I leaned against the counter and studied her. “You said Chavez wasn’t there, but you got him.”
“Yeah, we got him. Two days later, about fifteen kilometers south of town hiding out at a shrimp farm, but that part wasn’t in the report, nor was any mention of my bad intel.
Bulger wrote a report that put our team and the Agency in the best possible light, while downplaying or outright eliminating any unflattering details. ”
“Sounds like he was protecting you,” I said.
“I never asked him to do that.” She crossed her arms. “I screwed up, and I should have been held accountable for my actions. Instead, I came home to a hero’s fucking welcome and an Intelligence Commendation Medal.”
I sighed. “So… what? You chose this assignment to prove something to the Agency?”
“No, I created this assignment to prove something to myself. I had to make sure I could successfully run an op on my own.”
“Why? What does that prove?” I asked.
“If I can’t produce results on my own, without assistance, how could I possibly be useful to a team?” she replied.

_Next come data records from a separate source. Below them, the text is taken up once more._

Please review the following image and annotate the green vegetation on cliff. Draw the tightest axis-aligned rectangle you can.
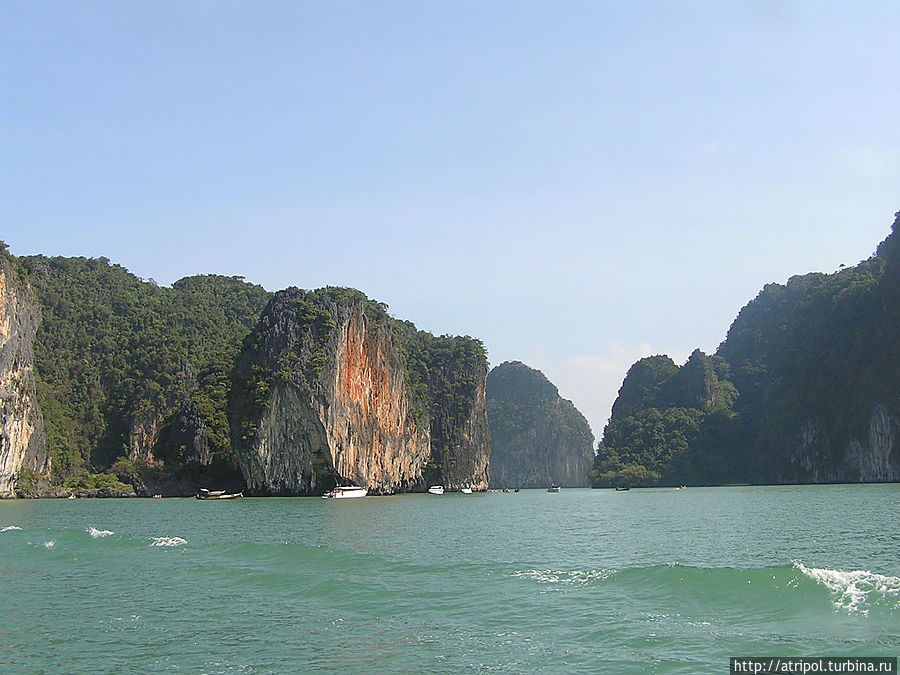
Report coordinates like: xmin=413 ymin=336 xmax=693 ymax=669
xmin=594 ymin=215 xmax=900 ymax=485
xmin=19 ymin=256 xmax=268 ymax=483
xmin=229 ymin=286 xmax=488 ymax=492
xmin=487 ymin=361 xmax=594 ymax=488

I scratched the back of my neck. “Tess, that’s a hell of a lot of pressure to put on yourself. And for no fuckin’ good reason. Bulger had your back because you were part of his team, not because you were a weak woman who needed rescuing.”

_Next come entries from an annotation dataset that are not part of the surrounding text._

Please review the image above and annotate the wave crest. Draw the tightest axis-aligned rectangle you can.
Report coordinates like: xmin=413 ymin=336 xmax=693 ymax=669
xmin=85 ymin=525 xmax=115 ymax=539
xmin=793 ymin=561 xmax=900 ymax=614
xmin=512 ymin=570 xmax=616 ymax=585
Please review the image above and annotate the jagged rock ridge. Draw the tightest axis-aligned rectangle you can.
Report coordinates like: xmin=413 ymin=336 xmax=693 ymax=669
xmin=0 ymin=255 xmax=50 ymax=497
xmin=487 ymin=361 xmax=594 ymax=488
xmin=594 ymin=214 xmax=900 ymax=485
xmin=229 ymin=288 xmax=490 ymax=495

“Of course, you’d see it that way. You’re a fellow white knight in shining armor.”
“I beg your fucking pardon.”
She jabbed a finger toward me. “Don’t you dare act like you don’t know what I’m talking about. I mean come on, Cameron, you’ve rescued me twice tonight.
That was the first time Tess called me by my first name, and even though I was trying my best to focus on her words, everything after “Cameron” was a bit fuzzy for a few ticks.

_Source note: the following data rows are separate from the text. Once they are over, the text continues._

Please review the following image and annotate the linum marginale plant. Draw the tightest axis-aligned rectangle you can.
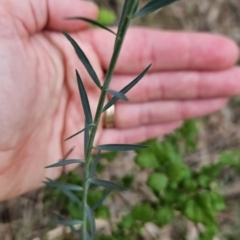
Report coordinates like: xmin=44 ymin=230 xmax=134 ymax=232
xmin=44 ymin=0 xmax=177 ymax=240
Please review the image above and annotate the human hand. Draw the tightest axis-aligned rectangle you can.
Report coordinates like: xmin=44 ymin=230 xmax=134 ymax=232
xmin=0 ymin=0 xmax=240 ymax=200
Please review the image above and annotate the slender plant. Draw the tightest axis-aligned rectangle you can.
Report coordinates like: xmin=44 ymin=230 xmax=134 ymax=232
xmin=44 ymin=0 xmax=177 ymax=240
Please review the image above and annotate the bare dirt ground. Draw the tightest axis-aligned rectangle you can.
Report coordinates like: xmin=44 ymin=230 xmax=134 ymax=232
xmin=0 ymin=0 xmax=240 ymax=240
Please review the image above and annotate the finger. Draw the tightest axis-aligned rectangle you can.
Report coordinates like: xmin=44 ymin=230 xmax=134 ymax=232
xmin=47 ymin=0 xmax=98 ymax=32
xmin=6 ymin=0 xmax=98 ymax=34
xmin=114 ymin=99 xmax=227 ymax=129
xmin=98 ymin=121 xmax=182 ymax=144
xmin=86 ymin=28 xmax=239 ymax=73
xmin=110 ymin=67 xmax=240 ymax=102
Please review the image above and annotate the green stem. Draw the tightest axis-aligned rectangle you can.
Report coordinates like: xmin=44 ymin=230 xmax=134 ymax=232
xmin=82 ymin=0 xmax=139 ymax=240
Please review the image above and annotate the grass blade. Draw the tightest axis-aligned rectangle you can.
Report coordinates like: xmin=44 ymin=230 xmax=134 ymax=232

“First, you saved me from Sasha, who was all but prepared to turn me into a smoothie, and then from those punks in the park. I keep trying to prove to myself and the Agency that I can handle myself, but at every turn is a man reminding me that I can’t.”
“I wasn’t trying to swoop in and rescue you, I was trying to save both our lives, because we’re partners,” I said.
“Why are you smiling?” Tess asked.
“What?”
“You make it very hard for me to be annoyed with you when you have that goofy smile on your face.”
“I don’t know. I didn’t even realize I was smiling. I don’t exactly have a firm grasp on what precisely is going on here. Hell, I don’t even have a vague notion of what’s happening between us, other than we’ll probably both lose our jobs if anyone ever finds out about it.”
“I’m sure as hell not putting anything about this in my report,” Tess said, motioning to the two of us.
“See?” I said. “We all omit details from the official record to put ourselves in the best light possible.”
“Not the same thing,” she replied.
“Bullshit it isn’t. Partners have each other’s backs. Teammates have each other’s backs. That’s it. Plain and simple.”
“I’m not used to that. I’ve always been Tess, the independent one, or Tess the problem solver.”
“How about you try ‘Tess the one who needs to get over herself,’ on for a spell and see how it feels?”
She threw her hands in the air. “Or, you could not be a dick about it.”
“I’m not being a dick. I’m pointing out that you’re taking way too much on and telling you to take the world off your shoulders for once.
Jesus, you act like you’re responsible for global warming level catastrophes.
That’s why we have teams. That’s why there are two of us for this particular mission.
It’s so we can see each other’s blind spots. It’s a goddamn safety measure.”
* * *
Tess
“Well, I sure as hell didn’t have Garner’s blind spot covered, and the director still handed me a velvet box with a goddamned medal in it,” I shot back.